X.1-3 Plots are either simple or complex, since the actions they
represent naturally are characterized by a similar difference. The
action, proceeding in the way defined, as one continuous whole, I call
simple, when the change in the hero's fortune takes place without
peripety ('reversal of fortune') or discovery; and complex, when it
involves one or the other, or both. These should each of them arise out
of the structure of the plot itself, so as to be the consequence,
necessary or probable, of the preceding action. It makes a great
difference whether what happens is caused by the preceding action of
just follows it.
XI.1-5 A peripety is the change of the kind described from one state of
things within the plot to its opposite, and that too in the way we are
saying, in accordance with probability or necessity; as it is for
instance in Oedipus; here the opposite state of things is
produced by the Messenger, who, coming to gladden Oedipus and to remove
his fears as to his mother, reveals the secret of his birth...A
discovery is, as the very word implies, a change from ignorance to
knowledge, and thus to either love or hate, in the personages marked
for good or evil fortune.
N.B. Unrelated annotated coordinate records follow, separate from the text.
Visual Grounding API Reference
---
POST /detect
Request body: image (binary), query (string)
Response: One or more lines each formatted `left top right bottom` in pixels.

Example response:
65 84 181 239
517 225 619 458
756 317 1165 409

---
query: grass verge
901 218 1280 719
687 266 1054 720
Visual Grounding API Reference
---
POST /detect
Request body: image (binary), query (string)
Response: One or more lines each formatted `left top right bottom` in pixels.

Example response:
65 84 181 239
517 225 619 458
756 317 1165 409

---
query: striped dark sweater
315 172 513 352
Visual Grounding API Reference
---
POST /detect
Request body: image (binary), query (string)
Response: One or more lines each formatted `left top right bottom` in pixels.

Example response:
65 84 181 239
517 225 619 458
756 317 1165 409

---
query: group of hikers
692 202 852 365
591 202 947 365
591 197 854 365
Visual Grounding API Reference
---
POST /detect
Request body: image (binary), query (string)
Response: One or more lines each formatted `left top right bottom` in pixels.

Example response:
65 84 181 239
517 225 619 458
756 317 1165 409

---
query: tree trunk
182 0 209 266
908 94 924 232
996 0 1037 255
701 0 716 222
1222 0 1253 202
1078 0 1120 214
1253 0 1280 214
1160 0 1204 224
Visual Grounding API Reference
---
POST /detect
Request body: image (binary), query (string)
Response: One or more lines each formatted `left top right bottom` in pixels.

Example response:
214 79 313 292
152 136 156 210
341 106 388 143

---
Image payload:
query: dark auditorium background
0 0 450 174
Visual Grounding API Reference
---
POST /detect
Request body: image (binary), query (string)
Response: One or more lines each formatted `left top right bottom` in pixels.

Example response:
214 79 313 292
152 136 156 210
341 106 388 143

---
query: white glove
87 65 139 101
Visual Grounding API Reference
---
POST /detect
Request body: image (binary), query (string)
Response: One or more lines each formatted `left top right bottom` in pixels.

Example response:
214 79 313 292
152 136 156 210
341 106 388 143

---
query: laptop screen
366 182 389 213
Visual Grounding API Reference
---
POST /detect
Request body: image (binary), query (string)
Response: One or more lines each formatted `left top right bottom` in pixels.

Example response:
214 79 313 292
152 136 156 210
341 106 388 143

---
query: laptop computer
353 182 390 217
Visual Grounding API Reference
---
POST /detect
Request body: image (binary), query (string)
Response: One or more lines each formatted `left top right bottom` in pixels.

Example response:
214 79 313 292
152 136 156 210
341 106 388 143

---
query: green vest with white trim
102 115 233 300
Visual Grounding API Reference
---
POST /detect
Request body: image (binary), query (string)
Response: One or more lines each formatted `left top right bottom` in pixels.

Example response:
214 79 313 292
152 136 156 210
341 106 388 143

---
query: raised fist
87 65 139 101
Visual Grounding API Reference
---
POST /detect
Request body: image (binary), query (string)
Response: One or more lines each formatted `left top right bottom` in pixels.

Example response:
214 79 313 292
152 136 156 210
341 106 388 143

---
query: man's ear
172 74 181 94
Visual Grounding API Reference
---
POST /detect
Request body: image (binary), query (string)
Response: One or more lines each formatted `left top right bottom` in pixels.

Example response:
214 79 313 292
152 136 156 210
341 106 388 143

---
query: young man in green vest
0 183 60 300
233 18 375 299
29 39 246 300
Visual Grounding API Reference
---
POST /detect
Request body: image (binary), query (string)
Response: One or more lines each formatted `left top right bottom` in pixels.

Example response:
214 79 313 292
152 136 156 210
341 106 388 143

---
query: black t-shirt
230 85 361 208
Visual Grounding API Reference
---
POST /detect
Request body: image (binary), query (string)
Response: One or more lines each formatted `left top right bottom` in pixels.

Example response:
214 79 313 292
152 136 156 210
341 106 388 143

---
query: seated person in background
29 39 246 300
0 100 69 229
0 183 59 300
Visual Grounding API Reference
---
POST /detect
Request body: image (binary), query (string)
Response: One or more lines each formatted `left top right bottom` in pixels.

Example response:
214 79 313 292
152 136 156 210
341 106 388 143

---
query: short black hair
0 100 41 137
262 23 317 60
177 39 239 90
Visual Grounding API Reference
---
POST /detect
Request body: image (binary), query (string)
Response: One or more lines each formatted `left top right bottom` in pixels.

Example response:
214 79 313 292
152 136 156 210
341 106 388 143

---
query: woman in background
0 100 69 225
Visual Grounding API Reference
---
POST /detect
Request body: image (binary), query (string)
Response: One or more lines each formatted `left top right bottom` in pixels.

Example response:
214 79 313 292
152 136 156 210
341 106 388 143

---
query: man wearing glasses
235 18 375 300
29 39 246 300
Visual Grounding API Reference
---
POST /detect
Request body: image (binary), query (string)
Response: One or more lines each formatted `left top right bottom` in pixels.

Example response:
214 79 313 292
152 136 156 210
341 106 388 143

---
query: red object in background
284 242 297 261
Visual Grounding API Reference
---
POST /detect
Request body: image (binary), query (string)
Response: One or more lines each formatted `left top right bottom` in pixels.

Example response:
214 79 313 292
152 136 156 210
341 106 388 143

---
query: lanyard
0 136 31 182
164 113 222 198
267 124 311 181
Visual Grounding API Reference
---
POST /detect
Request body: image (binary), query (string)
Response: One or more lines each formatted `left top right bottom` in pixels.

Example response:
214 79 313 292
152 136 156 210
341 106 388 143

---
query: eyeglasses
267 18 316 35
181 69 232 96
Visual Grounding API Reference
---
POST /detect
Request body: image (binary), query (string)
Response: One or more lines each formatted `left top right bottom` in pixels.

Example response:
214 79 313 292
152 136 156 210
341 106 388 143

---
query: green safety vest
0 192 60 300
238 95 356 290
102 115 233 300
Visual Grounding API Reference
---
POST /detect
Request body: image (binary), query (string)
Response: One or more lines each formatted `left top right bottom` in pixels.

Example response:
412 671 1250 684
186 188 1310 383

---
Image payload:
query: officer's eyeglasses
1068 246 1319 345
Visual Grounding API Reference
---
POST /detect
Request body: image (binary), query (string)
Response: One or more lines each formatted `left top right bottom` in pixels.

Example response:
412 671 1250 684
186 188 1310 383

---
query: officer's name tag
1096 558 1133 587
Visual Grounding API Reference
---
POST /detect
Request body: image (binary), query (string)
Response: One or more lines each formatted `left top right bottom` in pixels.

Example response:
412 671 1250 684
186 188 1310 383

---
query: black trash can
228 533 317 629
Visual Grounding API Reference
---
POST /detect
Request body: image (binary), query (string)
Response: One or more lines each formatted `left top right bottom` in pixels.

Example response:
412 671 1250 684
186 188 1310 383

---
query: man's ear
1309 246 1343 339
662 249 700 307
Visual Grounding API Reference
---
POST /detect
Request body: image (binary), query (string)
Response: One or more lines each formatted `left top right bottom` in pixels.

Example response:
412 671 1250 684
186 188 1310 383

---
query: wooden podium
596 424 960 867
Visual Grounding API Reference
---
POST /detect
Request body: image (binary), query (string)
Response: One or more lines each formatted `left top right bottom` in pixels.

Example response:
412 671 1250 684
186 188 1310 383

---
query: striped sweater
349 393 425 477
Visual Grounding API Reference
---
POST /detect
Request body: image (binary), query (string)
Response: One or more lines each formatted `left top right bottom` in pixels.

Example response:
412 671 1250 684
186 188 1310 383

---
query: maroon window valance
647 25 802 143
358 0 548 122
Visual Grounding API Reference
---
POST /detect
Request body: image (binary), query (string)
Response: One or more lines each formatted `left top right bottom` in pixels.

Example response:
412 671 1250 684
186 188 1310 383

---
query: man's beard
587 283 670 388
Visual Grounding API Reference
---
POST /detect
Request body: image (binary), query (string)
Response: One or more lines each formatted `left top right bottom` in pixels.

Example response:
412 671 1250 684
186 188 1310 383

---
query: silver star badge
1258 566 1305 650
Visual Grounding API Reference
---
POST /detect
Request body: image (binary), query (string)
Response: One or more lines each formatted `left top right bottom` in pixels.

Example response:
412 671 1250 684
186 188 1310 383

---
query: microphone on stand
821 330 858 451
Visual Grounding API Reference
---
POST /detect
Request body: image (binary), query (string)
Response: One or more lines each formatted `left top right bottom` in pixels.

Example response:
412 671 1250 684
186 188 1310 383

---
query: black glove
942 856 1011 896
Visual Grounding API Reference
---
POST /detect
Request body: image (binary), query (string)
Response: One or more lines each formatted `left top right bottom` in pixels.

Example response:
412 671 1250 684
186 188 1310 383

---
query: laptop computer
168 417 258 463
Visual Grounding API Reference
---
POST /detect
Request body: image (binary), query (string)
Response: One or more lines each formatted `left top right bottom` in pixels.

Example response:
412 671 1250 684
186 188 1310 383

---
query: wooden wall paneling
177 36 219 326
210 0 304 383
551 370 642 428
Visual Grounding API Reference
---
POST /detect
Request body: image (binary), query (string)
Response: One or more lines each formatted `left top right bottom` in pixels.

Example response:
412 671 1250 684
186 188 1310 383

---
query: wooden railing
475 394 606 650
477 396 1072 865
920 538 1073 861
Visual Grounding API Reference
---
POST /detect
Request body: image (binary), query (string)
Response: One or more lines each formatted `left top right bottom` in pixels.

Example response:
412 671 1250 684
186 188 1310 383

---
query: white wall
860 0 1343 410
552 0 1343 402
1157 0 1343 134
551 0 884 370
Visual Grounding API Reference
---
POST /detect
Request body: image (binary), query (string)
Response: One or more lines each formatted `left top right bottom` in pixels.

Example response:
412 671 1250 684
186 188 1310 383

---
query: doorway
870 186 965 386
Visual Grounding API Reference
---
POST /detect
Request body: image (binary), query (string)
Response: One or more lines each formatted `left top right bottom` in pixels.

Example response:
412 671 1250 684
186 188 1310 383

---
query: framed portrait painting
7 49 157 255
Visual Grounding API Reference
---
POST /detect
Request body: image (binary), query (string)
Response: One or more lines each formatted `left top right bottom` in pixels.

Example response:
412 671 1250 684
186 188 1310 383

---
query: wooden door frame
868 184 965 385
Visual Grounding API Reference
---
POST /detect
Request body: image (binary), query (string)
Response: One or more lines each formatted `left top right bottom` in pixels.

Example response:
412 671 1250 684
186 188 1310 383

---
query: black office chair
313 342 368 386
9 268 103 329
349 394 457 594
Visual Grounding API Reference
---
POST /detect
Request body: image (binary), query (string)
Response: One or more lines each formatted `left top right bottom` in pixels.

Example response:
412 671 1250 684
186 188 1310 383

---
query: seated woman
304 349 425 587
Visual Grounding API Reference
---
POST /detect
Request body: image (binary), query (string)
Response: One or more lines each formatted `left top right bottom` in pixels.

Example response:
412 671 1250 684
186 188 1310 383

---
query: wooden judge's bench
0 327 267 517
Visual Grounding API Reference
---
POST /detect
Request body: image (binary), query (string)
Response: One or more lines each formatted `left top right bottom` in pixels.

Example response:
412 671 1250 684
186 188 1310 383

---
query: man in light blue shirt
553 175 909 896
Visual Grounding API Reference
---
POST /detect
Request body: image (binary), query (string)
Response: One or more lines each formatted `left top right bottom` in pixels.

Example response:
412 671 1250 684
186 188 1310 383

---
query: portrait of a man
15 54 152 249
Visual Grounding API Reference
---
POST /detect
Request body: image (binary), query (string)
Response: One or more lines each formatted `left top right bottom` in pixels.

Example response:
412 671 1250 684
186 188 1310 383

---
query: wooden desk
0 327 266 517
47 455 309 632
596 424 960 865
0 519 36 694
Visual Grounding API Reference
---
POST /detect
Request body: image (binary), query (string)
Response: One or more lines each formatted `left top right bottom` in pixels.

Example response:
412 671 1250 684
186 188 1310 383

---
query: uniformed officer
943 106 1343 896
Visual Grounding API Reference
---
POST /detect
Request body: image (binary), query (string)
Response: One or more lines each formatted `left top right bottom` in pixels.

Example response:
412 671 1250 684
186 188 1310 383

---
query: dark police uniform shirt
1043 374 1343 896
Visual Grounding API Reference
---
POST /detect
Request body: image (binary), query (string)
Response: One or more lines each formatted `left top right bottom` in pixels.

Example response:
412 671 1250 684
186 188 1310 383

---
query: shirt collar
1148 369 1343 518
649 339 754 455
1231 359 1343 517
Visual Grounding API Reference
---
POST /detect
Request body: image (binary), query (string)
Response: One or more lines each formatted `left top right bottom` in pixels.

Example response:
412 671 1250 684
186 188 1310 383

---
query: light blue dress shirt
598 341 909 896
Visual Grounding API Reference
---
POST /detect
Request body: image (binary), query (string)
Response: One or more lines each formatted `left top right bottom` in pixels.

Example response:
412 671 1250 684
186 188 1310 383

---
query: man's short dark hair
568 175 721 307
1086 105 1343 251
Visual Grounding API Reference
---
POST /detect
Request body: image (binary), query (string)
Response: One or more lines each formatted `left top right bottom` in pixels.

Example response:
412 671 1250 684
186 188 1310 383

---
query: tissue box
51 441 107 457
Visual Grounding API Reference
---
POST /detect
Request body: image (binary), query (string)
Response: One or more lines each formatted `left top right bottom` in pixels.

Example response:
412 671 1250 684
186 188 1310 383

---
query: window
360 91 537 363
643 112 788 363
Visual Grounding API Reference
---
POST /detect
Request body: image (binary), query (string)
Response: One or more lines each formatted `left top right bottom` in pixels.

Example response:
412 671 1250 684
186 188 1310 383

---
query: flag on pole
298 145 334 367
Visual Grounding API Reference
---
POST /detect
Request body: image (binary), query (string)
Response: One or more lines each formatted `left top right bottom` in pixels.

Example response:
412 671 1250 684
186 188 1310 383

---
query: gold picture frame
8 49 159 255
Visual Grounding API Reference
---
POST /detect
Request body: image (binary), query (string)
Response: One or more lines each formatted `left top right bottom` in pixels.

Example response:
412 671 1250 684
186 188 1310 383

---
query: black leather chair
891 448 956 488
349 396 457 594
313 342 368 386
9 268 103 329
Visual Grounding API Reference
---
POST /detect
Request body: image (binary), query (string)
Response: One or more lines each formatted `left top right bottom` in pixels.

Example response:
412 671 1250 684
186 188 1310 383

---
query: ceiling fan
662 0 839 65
The finest form of discovery is one attended
by peripeties, like that which goes with the discovery in Oedipus.
There are no doubt other forms of it; what we have said may happen in a
way in reference to discover whether some one has done or not done
something. But the form most directly connected with the plot and the
action is the first mentioned. This, with a peripety, will arouse
either pity or fear--actions of that nature being what Tragedy is
assumed to represent; and it will also serve to bring about the happy
or unhappy ending. The discovery, then, being of persons, it may happen
that one person only is recognized by the other, the latter being
already known, or it may be necessary that the recognition take place
on both sides...
XIII.2-3...there are three forms of plot to be avoided. (1) A good man
must not be seen passing from happiness to misery, or (2) a bad man
from misery to happiness. The first situation is not fear-inspiring or
piteous, but simply odious to us. The second is the most untragic that
can be; it has no one of the requisites of Tragedy; it does not appeal
to the human feeling in us, or to our pity, or to our fears. Nor, on
the other hand, should (3) an extremely bad man be seen falling from
happiness into misery. Such a story may arouse the human feeling in us,
but it will not move us to either fear or pity; we feel pity for a man
who does not deserve his misfortune; we fear for someone like
ourselves; neither feeling is involved here. There remains, then, the
intermediate kind of personage, a man not preeminently virtuous or
just, whose misfortune, however, is brought upon him not by vice or
depravity but by some error of judgment... He should be famous and
prosperous like Oedipus...and the noted men of such noble families.